And when the jury found that Trump indeed sexually abused Carroll, it effectively established that his 2019 statements also were false and defamatory, the judge said.
Carroll and her attorneys “look forward to trial limited to damages for the original defamatory statements Donald Trump made,” said her lawyer Roberta Kaplan, who’s not related to the judge.
Trump lawyer Alina Habba said yesterday that his legal team is confident that the jury verdict will be overturned, mooting the judge’s new decision. Trump, the early front-runner for the 2024 Republican presidential nomination, also is seeking to put the second trial on hold while waiting for an appeals court to rule on whether he’s legally shielded from the yet-to-be-tried case. He claims immunity because he was president when he made the 2019 comments.
At least for now, the trial is set to start Jan. 15, the day of the Iowa Republican caucuses.
The Carroll case is part of a lineup of legal woes that Trump is facing as he campaigns to return to the White House.
Four criminal indictments accuse Trump, variously, of trying to subvert the 2020 presidential election, which he lost to Democrat Joe Biden; mishandling top secret documents and trying to conceal what he’d done; and falsifying records in his business to cover up a hush money payment made during his 2016 campaign to porn actor Stormy Daniels.
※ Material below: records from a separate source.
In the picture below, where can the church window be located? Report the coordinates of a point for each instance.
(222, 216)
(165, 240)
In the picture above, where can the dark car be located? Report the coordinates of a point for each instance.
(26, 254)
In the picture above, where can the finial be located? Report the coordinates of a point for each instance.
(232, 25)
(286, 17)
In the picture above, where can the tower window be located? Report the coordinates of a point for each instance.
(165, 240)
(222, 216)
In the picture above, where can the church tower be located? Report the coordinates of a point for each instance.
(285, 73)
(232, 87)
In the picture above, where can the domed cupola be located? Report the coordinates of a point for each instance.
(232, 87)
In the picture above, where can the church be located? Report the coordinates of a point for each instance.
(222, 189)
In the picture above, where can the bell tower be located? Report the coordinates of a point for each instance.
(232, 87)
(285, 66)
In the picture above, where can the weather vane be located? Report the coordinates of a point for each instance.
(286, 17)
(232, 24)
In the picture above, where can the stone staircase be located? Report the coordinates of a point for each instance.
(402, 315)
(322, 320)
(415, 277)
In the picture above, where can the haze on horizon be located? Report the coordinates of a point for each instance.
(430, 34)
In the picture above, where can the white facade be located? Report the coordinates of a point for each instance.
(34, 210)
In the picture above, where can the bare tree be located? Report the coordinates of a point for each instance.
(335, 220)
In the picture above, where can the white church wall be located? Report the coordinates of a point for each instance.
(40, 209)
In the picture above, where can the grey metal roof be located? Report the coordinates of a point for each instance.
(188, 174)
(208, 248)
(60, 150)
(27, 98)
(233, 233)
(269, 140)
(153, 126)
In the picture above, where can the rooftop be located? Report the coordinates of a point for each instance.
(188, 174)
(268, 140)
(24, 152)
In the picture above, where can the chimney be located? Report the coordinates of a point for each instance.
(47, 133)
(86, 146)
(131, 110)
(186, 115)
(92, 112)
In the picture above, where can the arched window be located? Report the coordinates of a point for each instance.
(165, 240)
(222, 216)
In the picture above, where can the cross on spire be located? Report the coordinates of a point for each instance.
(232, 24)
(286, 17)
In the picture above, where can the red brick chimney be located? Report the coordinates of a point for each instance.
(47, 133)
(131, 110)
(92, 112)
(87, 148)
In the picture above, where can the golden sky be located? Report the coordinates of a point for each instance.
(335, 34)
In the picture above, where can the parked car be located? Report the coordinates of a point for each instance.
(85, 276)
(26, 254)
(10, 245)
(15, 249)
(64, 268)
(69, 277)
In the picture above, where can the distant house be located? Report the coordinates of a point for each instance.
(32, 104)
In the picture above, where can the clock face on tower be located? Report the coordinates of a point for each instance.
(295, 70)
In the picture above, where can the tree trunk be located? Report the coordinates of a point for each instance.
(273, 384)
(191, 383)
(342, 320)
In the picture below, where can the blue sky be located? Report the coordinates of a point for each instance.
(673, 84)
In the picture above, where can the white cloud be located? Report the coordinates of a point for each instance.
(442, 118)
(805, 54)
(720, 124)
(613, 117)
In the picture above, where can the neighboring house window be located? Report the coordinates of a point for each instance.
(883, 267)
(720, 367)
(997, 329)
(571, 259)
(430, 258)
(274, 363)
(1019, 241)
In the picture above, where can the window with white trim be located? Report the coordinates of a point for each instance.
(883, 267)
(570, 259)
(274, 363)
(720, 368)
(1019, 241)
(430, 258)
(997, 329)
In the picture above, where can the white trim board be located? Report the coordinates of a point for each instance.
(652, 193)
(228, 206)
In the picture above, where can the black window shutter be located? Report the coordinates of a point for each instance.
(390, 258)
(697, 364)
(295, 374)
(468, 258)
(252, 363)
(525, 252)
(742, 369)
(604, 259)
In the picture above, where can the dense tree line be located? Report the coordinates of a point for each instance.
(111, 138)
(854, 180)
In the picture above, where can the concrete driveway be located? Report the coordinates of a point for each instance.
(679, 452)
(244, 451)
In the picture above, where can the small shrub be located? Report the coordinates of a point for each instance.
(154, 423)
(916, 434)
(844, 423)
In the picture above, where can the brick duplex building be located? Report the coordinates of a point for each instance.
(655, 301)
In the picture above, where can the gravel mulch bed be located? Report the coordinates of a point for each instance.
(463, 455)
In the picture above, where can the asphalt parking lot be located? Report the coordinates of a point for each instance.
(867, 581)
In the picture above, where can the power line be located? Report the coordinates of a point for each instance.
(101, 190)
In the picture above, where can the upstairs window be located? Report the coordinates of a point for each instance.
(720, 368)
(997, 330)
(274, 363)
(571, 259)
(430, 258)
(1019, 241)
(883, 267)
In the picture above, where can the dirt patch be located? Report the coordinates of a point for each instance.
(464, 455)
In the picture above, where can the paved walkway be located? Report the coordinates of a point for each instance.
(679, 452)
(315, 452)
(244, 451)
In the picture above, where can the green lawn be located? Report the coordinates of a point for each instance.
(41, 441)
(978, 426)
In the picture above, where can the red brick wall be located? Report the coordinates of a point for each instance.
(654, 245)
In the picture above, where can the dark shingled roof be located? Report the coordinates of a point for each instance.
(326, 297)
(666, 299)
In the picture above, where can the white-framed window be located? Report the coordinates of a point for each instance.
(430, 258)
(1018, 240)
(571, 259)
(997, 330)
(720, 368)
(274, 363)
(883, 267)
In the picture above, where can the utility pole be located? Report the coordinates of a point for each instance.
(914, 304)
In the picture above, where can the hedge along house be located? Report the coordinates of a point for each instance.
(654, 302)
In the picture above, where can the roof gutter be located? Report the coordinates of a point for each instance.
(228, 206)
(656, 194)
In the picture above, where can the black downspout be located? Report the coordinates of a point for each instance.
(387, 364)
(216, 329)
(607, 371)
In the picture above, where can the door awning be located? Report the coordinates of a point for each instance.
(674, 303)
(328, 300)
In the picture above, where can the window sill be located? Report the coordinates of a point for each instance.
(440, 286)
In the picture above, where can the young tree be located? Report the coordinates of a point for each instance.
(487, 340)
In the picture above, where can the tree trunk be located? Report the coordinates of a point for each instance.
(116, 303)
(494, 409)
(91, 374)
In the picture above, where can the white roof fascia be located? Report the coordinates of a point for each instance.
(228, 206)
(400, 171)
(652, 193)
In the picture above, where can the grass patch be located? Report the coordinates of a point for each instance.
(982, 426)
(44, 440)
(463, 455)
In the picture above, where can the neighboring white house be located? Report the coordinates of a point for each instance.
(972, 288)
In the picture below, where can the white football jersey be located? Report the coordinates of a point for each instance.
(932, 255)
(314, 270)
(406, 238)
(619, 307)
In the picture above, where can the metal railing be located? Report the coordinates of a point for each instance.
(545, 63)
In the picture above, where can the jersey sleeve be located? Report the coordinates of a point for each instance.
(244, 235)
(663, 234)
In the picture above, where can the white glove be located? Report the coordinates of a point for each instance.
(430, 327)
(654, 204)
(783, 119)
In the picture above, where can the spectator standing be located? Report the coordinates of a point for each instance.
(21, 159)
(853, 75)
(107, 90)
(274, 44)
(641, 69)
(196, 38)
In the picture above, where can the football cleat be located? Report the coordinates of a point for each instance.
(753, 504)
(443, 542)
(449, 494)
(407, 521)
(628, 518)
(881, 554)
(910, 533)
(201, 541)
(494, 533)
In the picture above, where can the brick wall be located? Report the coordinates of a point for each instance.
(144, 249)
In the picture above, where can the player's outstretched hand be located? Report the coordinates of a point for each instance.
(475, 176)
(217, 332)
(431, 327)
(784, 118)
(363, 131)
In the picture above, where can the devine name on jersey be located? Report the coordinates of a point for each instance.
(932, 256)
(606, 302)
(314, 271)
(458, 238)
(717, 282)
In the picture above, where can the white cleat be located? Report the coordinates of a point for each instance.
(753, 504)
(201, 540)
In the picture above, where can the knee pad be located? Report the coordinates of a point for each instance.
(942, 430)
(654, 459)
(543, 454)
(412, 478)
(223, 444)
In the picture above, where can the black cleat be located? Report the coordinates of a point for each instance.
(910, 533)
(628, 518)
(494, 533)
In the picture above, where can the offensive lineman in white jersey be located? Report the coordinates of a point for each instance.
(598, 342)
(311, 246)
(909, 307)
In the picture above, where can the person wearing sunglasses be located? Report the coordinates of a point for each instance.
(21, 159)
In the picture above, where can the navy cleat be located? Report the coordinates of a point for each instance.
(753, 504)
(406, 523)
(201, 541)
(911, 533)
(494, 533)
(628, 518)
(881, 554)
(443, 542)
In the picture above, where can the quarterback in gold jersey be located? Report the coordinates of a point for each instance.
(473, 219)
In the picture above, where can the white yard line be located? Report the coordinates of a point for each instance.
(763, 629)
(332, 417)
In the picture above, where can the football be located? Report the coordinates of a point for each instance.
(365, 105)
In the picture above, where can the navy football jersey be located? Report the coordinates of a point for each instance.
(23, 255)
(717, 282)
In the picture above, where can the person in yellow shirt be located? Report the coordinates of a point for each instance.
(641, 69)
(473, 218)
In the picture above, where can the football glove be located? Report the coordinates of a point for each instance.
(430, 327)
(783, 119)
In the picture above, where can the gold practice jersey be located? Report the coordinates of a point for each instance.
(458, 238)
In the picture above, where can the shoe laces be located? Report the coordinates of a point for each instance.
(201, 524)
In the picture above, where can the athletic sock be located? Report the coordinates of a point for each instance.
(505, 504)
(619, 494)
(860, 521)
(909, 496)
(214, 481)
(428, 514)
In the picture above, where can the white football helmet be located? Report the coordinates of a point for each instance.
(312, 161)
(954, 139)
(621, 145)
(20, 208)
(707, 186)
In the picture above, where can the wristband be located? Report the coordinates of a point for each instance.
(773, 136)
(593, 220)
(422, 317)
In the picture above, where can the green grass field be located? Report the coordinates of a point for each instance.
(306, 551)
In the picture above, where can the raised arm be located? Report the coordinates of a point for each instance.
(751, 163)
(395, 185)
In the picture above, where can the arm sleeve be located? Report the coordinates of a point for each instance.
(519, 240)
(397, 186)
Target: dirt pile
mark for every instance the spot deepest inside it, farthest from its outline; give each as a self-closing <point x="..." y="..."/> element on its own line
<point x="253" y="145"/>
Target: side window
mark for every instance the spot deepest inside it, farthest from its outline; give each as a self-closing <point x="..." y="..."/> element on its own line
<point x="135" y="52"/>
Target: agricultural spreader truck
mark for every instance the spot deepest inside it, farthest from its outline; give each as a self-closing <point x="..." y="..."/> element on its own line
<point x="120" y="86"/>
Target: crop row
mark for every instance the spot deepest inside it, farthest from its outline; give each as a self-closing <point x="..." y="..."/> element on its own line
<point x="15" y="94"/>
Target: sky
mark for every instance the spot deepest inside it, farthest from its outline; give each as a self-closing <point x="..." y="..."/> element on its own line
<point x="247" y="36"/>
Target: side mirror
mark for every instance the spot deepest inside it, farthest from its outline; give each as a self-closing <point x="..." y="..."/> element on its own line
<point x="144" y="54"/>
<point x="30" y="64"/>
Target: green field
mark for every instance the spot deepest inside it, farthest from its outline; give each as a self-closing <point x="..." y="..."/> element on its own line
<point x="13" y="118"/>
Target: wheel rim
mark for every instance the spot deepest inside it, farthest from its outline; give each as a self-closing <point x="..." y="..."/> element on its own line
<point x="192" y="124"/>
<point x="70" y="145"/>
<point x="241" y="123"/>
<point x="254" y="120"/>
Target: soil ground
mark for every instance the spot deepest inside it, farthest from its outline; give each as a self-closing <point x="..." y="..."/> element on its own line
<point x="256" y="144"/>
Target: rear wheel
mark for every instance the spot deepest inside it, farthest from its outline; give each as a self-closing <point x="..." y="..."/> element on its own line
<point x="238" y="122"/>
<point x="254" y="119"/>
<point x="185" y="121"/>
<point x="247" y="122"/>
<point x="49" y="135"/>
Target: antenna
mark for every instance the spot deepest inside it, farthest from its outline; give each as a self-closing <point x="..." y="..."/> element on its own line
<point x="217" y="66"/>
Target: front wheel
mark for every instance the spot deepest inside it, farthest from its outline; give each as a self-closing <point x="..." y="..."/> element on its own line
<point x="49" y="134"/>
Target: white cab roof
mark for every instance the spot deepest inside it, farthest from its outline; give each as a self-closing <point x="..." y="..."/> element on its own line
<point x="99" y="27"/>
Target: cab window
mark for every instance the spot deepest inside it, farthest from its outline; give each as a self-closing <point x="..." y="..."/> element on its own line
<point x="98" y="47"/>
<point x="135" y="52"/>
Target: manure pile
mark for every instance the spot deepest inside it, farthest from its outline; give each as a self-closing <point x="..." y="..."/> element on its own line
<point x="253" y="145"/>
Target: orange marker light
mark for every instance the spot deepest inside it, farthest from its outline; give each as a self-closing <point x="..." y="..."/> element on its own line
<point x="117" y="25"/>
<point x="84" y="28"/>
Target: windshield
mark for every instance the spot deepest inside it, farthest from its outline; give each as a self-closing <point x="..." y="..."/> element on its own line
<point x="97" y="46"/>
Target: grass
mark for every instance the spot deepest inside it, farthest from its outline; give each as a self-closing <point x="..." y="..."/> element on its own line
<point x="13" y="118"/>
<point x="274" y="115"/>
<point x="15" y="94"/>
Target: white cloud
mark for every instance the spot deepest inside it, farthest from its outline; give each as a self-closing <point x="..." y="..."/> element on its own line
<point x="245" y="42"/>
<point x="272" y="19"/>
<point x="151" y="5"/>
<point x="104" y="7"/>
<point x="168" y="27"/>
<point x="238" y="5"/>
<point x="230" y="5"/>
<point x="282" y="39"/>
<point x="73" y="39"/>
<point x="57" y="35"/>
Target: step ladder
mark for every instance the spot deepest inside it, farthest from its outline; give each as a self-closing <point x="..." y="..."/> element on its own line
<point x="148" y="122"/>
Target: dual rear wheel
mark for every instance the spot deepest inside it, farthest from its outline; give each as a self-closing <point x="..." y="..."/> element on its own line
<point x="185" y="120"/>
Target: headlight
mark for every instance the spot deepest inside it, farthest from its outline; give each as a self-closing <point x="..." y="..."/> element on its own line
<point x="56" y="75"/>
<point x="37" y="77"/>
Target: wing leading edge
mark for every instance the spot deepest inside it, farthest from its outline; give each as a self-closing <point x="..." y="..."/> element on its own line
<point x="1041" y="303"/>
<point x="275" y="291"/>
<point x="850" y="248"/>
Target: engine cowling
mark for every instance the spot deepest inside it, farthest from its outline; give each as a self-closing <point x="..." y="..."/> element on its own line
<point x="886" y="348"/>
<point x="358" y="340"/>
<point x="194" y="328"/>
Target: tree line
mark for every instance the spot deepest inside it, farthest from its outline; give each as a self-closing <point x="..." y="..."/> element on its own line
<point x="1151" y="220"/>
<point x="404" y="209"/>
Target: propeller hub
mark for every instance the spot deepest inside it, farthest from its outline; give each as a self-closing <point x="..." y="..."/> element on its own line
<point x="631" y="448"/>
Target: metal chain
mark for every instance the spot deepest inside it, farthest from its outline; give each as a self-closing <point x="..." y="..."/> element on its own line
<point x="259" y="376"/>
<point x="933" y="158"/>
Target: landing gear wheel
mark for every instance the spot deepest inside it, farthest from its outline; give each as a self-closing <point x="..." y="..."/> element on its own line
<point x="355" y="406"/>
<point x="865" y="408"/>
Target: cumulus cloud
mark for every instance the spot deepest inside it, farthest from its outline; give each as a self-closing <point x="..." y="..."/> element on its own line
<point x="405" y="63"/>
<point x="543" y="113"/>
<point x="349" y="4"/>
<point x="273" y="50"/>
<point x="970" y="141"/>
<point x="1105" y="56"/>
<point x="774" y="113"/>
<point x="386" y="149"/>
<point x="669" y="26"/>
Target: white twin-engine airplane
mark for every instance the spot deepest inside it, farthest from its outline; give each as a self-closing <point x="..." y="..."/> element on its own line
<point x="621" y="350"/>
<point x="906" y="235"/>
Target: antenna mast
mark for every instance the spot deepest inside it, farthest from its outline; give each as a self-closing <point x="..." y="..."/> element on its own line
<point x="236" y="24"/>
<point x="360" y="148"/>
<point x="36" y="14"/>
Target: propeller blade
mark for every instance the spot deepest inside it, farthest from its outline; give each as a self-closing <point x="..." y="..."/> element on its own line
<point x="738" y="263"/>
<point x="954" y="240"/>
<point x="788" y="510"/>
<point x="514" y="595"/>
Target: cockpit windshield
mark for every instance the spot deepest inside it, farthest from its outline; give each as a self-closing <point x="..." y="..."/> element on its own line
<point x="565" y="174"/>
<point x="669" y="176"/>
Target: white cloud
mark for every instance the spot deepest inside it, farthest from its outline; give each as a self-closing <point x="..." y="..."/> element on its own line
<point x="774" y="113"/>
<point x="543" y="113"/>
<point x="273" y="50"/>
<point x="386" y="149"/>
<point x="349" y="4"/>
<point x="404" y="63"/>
She asserts that they had a sexual encounter, which he denies.
Some of Trump’s criminal trials are scheduled to overlap with the presidential primary season. So is a civil trial in New York Attorney General Letitia James’ lawsuit accusing Trump and his company of defrauding banks, insurers and others by inflating asset values and his net worth. Trump has denied the allegations, boasted that he has “the hottest brand in the world,” and accused the Democratic attorney general of conducting a political vendetta.
Carroll initially sued Trump in 2019, saying he smeared her by saying she’d made a false allegation while “trying to sell a new book” and suggesting she might be a Democratic operative.
“The world should know what’s really going on. It is a disgrace, and people should pay dearly for such false accusations,” Trump said. He maintained that he’d never met Carroll, brushing off a 1987 photo of the two and their then-spouses at a social event.
While that case was playing out, Carroll sued again last year under a New York state law that waived a legal time limit for filing sexual assault allegations. That lawsuit — the one that went to trial last year — came to include claims that Trump defamed Carroll in 2022 by calling the case “a complete con job” and a “scam.” The suit over the 2019 statements remained separate.